Le Conseil d'État invalide l'interdiction de la vente de fleurs de CBD

1 328partages
Bouton whatsapp

Le Conseil d’État a décidé de suspendre l’arrêté du gouvernement qui souhaitait interdire la vente de fleurs de CBD et de feuilles à fumer.

Crédit : ElRoi/ Shutterstock

Les Sages du Conseil d’État ont estimé que la fleur de cannabidiol (CBD) et autres produits en contenant ne présentaient pas de « risque de dépendance » et « d’effets nocifs pour la santé ». Lors de leur décision rendue publique, le lundi 24 janvier, le Conseil d’État a fait savoir qu’il « n’apparaît pas, au terme de l’instruction contradictoire et des échanges qui ont eu lieu lors de l’audience publique, que les fleurs et feuilles de cannabis sativa L. dont la teneur en THC est inférieure à 0,3% présenterait un degré de nocivité pour la santé justifiant une mesure d’interdiction totale et absolue ».

Le gouvernement avait pris un arrêté interdisant la commercialisation de fleurs et de feuilles brutes de cannabis à fumer ou en tisane, le 31 décembre 2021.

Une mesure au caractère jugé « disproportionné »

Pour rappel, le CBD est la molécule non psychotrope du cannabis à laquelle des vertus relaxantes sont attribuées. Le gouvernement avait ainsi décidé d’encadrer l’utilisation industrielle et commerciale du CBD. Mais le Conseil d’État en a décidé autrement :

« Le juge des référés du Conseil d’État estime qu’il existe un doute sérieux sur la légalité de cette mesure d’interdiction générale et absolue en raison de son caractère disproportionné ».

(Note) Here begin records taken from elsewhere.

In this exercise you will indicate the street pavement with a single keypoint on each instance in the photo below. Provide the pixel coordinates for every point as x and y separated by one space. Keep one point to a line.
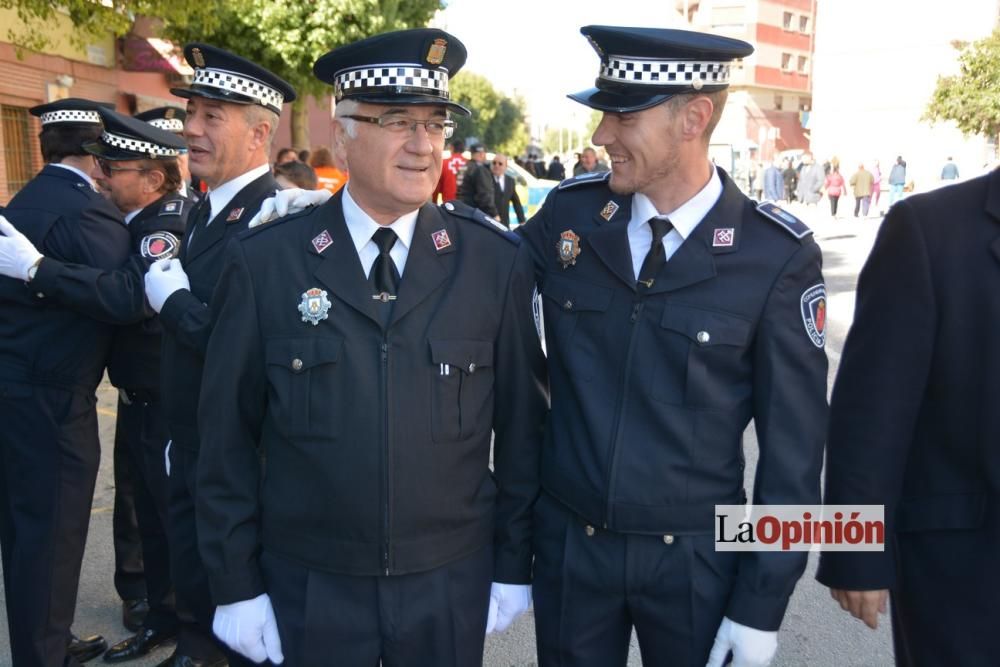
815 631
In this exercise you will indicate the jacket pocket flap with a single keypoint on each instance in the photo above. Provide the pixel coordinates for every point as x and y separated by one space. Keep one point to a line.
706 327
572 296
464 354
957 511
300 354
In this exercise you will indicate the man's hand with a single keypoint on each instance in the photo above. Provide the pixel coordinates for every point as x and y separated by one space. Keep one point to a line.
250 629
288 201
17 253
507 602
751 647
165 277
866 605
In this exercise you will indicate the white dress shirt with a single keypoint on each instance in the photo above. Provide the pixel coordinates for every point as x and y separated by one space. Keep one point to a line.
362 227
684 219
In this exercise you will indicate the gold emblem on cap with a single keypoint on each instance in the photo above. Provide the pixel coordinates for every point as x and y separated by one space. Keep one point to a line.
435 54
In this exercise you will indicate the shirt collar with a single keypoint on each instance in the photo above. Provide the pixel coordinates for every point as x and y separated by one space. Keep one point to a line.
687 216
222 195
79 172
361 226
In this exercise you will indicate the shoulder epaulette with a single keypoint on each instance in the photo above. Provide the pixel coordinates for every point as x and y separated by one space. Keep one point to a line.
583 179
463 210
785 220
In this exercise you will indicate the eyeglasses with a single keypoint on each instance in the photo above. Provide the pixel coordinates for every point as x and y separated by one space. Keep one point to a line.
399 124
109 171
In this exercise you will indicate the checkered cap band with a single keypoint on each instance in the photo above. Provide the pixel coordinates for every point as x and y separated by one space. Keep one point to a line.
387 77
70 116
664 72
144 148
236 83
168 124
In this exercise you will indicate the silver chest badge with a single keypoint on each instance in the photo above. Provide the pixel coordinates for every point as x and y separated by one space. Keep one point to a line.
314 305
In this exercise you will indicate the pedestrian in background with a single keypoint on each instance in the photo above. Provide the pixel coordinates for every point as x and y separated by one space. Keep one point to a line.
861 186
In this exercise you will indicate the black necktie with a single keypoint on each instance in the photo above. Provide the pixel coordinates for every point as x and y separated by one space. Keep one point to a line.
384 276
655 257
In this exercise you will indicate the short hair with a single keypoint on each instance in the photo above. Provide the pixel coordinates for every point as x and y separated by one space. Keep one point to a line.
299 173
60 140
171 173
321 157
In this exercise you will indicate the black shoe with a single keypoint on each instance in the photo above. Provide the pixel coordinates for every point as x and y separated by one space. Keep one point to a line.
134 614
86 649
187 661
139 644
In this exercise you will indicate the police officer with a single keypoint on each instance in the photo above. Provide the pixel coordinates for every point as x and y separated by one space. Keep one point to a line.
675 312
52 358
232 115
370 347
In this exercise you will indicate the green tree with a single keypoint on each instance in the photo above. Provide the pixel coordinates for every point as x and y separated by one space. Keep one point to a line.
496 120
971 97
288 37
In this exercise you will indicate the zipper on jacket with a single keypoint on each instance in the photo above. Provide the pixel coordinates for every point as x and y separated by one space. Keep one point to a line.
387 479
619 421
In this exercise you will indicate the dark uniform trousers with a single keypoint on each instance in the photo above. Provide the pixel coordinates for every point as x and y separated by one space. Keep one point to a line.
51 361
652 389
186 322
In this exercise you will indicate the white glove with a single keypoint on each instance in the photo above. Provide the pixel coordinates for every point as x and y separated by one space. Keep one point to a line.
165 277
17 253
249 628
288 201
507 602
751 647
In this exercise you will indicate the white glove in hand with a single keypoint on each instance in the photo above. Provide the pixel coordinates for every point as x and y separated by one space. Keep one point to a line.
164 277
507 602
249 628
751 647
17 253
285 202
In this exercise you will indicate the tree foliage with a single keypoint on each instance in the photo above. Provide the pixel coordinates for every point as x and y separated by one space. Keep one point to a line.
971 97
497 120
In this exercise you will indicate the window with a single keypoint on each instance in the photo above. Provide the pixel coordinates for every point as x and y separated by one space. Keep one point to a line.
16 127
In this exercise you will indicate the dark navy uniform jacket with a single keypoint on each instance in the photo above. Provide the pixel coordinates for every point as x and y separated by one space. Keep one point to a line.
376 440
41 341
915 423
185 315
651 392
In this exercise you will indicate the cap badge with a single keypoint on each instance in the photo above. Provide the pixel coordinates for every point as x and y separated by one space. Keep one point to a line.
322 241
723 238
435 54
314 305
609 210
568 247
441 240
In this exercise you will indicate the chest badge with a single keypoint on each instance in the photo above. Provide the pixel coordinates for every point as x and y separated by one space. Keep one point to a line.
609 210
314 305
568 247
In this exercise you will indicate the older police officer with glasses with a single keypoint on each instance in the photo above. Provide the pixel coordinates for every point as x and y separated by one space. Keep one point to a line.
371 347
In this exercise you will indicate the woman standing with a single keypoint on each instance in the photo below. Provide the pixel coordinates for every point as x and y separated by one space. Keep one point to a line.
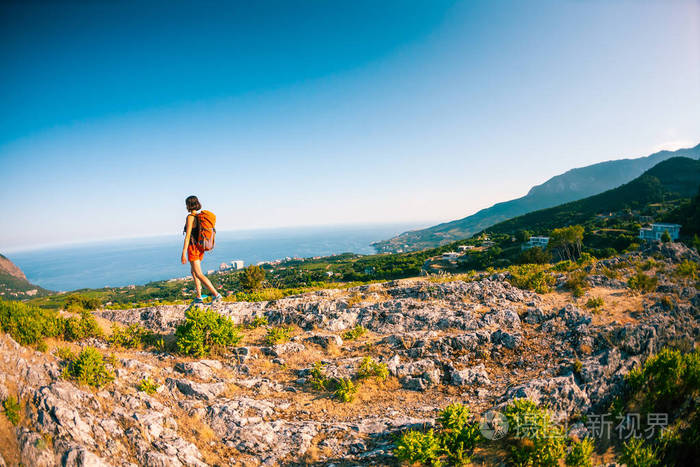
193 252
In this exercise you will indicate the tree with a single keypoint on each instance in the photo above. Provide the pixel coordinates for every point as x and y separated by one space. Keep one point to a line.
665 237
567 241
535 255
523 235
251 277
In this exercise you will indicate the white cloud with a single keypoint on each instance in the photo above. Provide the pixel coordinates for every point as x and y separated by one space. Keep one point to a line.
674 145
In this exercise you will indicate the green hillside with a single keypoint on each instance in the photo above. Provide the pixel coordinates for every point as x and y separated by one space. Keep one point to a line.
572 185
673 179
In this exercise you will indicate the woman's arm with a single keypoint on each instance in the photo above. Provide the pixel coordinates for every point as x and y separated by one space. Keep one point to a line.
188 233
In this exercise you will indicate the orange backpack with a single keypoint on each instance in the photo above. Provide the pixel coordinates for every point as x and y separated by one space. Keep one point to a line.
207 232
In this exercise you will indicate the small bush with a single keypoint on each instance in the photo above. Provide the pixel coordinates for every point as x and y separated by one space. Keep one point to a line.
258 321
688 269
345 389
354 299
610 273
459 435
665 379
369 368
667 302
453 443
148 386
580 454
89 368
318 378
665 237
535 439
354 333
531 277
642 282
278 334
81 327
205 331
64 353
416 446
12 409
29 325
636 454
251 278
594 303
576 283
131 337
535 255
77 302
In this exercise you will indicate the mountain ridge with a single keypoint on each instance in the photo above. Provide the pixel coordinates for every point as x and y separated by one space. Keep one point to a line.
676 176
574 184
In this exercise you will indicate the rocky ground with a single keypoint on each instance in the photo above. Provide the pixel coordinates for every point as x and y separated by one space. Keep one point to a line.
482 343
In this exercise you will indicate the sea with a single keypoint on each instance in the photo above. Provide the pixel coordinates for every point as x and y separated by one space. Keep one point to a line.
136 261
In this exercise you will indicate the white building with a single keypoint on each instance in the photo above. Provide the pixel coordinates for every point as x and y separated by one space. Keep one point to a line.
450 255
539 242
655 232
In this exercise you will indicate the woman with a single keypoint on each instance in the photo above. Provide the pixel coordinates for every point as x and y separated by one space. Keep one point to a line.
194 253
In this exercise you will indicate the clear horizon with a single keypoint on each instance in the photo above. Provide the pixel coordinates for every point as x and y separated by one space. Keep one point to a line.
302 114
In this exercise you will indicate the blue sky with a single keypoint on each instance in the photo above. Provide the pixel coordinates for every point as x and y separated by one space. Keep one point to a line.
312 113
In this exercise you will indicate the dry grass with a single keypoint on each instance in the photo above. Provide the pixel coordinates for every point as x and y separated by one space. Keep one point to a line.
9 448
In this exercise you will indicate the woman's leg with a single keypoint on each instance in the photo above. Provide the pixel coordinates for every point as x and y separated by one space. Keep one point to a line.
197 283
197 269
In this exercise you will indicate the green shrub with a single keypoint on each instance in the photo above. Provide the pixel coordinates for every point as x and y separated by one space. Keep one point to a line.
531 277
278 334
148 386
535 439
205 331
594 303
459 435
81 327
345 389
688 269
130 337
89 368
610 273
668 382
12 409
77 302
576 283
667 302
354 333
580 454
369 368
416 446
642 282
318 378
535 256
635 453
29 325
251 278
453 442
665 379
665 237
64 353
259 320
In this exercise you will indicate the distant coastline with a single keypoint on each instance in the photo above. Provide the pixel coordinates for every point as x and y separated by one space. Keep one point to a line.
138 261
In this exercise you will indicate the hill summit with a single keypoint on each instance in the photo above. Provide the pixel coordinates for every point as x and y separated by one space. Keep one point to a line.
570 186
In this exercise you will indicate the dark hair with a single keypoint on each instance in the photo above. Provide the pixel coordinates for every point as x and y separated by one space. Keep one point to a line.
193 203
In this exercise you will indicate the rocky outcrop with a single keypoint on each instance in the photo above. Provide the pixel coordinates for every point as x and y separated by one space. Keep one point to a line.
484 343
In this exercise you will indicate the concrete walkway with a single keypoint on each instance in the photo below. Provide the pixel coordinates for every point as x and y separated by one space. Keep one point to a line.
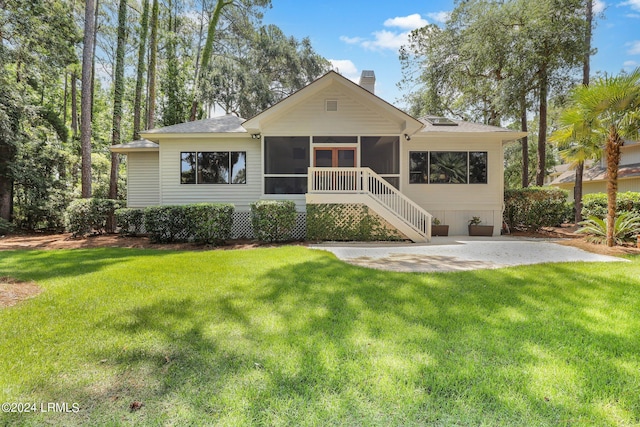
459 253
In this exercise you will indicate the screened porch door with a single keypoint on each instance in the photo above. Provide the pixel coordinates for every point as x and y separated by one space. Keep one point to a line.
334 157
336 177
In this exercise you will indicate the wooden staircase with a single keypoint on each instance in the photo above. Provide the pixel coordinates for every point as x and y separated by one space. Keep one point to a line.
362 185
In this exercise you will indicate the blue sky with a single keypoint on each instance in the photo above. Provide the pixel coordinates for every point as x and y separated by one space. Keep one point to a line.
361 35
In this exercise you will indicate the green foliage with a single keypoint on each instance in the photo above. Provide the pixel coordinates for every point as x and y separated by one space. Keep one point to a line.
534 207
346 222
86 216
476 220
6 227
41 188
130 221
273 220
201 222
626 228
595 204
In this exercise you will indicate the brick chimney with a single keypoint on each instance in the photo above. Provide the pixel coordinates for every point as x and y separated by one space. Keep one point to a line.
368 80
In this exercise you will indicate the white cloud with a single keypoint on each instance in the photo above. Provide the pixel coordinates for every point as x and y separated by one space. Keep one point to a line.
346 67
443 16
635 47
634 4
390 39
351 40
410 22
386 40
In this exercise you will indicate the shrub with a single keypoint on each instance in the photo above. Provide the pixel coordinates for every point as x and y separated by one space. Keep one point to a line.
273 220
626 227
201 222
596 204
210 223
346 222
130 221
84 216
534 207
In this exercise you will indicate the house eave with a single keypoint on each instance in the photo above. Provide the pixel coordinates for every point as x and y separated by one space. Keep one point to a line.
158 137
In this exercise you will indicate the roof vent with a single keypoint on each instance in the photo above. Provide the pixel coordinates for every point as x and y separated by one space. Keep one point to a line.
368 80
441 121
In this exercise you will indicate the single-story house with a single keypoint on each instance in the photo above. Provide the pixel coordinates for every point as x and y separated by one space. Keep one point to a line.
594 179
332 142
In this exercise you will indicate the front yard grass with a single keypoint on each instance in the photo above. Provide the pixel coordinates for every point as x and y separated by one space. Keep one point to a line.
291 336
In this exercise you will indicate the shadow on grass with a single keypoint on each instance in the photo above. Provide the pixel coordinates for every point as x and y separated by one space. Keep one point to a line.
322 342
41 265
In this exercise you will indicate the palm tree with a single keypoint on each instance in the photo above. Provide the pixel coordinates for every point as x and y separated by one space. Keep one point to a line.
612 106
578 141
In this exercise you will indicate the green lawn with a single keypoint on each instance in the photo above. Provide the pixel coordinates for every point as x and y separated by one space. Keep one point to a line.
291 336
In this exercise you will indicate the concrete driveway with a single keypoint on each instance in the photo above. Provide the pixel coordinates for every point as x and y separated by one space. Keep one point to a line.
459 253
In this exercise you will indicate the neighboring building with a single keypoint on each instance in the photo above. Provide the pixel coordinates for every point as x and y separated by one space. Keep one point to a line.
595 175
330 142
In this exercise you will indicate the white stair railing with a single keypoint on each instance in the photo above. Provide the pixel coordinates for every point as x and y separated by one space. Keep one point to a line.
366 181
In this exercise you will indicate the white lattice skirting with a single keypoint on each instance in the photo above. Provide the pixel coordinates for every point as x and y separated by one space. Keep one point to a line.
242 228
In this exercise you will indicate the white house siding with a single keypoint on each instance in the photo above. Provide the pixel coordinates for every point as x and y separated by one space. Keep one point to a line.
456 204
143 183
355 116
241 195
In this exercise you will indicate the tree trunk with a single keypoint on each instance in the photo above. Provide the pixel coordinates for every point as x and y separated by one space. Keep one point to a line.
206 53
85 125
586 67
118 92
613 144
542 129
74 105
577 192
7 154
525 146
137 103
93 55
153 54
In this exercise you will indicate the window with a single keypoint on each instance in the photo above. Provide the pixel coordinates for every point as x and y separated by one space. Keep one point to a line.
448 167
213 167
477 167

Une décision qui emboîte le pas de la Cour de justice de l’Union européenne qui avait, en novembre 2020, jugé illégale l’interdiction du CBD en France sous prétexte du principe de libre circulation des marchandises.

La joie de Yannick Jadot et l’incompréhension du gouvernement

La décision du Conseil d’État a fait réagir, notamment Yannick Jadot qui a souligné une « victoire historique ». Mais du côté du gouvernement, c’est l’incompréhension.

Sur France inter, en ce jour, le ministre de l’Intérieur Gérald Darmanin a déclaré : « De manière générale, toutes les substances qui relèvent du cannabis de la drogue sont très mauvaises pour la santé et on n’a pas augmenté le prix du tabac à 10 euros pour qu’on accepte la légalisation ou la dépénalisation du cannabis ».

La Cour de cassation s’était, elle aussi, rangée du côté des supporters du CBD, en juin 2021.